This means teachers must be held accountable for incorporating training into their classroom practice. The only way to accomplish this is through direct observation, the requirement of artifacts demonstrating application, and evaluations that measure consistent classroom implementation. Anything short of these measures will result in minimal, spotty change, if any. Without this level of accountability, we foster the very “this too shall pass” attitude that plagues so many schools.

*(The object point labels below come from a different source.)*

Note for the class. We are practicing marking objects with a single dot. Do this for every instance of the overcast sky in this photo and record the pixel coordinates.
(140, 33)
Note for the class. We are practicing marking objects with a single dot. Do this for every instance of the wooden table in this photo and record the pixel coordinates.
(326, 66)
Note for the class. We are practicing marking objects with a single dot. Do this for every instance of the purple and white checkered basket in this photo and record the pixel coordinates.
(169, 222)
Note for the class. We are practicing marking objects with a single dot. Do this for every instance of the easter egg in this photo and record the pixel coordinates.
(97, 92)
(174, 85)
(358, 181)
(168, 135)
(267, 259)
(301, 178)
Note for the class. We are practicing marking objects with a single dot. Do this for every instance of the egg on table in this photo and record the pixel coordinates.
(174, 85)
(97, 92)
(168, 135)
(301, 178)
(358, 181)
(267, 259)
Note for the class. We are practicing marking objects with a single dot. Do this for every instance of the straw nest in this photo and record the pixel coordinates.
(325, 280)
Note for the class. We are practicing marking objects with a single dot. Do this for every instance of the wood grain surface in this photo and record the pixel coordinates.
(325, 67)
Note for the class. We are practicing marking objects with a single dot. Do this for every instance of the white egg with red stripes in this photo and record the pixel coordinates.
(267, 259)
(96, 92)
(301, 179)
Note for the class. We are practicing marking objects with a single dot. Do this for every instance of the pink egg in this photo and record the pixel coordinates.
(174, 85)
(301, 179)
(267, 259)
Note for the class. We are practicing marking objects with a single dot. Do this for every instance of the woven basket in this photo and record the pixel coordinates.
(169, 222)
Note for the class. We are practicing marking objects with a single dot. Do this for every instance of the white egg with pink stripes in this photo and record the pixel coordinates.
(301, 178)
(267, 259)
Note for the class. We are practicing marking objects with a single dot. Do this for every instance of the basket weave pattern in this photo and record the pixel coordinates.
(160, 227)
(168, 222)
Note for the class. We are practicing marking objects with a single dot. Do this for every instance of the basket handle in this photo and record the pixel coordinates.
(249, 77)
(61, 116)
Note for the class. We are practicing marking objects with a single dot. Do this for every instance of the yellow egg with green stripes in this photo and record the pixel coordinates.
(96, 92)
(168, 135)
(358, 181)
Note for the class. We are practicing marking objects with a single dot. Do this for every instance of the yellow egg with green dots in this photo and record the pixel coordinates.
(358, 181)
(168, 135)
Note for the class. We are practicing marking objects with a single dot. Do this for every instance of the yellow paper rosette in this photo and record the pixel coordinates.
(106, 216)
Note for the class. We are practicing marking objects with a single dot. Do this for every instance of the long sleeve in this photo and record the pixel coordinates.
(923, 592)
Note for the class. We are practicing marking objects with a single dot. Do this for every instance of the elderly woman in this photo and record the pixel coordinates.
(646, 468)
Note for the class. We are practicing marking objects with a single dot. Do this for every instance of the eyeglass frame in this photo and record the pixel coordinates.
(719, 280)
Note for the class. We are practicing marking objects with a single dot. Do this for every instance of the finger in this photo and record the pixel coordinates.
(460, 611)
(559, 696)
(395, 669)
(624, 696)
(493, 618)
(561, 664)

On the observation side, the junior and senior high principals and the Director of Curriculum and Instruction spend most of Wednesdays and Thursdays reviewing EP lesson plans and observing every classroom. They offer help and advice but also look for compliance. It has been said that “what gets measured gets done.” While we would prefer to think that everyone is intrinsically motivated to do what is asked, the truth is that all of us need accountability — administrators no less than teachers and students. If something is worth investing time and money in, it is worth monitoring and evaluating.
The Cost
Some change is expensive, but most change costs very little in money while requiring a great deal in thought, hard work, and even courage. Aside from the purchase of books and honorariums for our trainers, the cost of transitioning to extended periods has been minimal. The potential payoff in student engagement and learning, however, is substantial. Low cost combined with significant gains in the quality of teaching and learning creates a high Educational Return on Investment and increased marginal value for families. Everyone benefits.
The Results
Although it is too early to have data measuring results, all anecdotal feedback from students, parents, principals, and teachers has been positive — more positive, in fact, than we anticipated at this early stage. This is a tribute to professional, gracious, and hardworking teachers who deeply care about their students and about doing a superior job. It is also attributable to sustained Education, Communication, Training, and Accountability.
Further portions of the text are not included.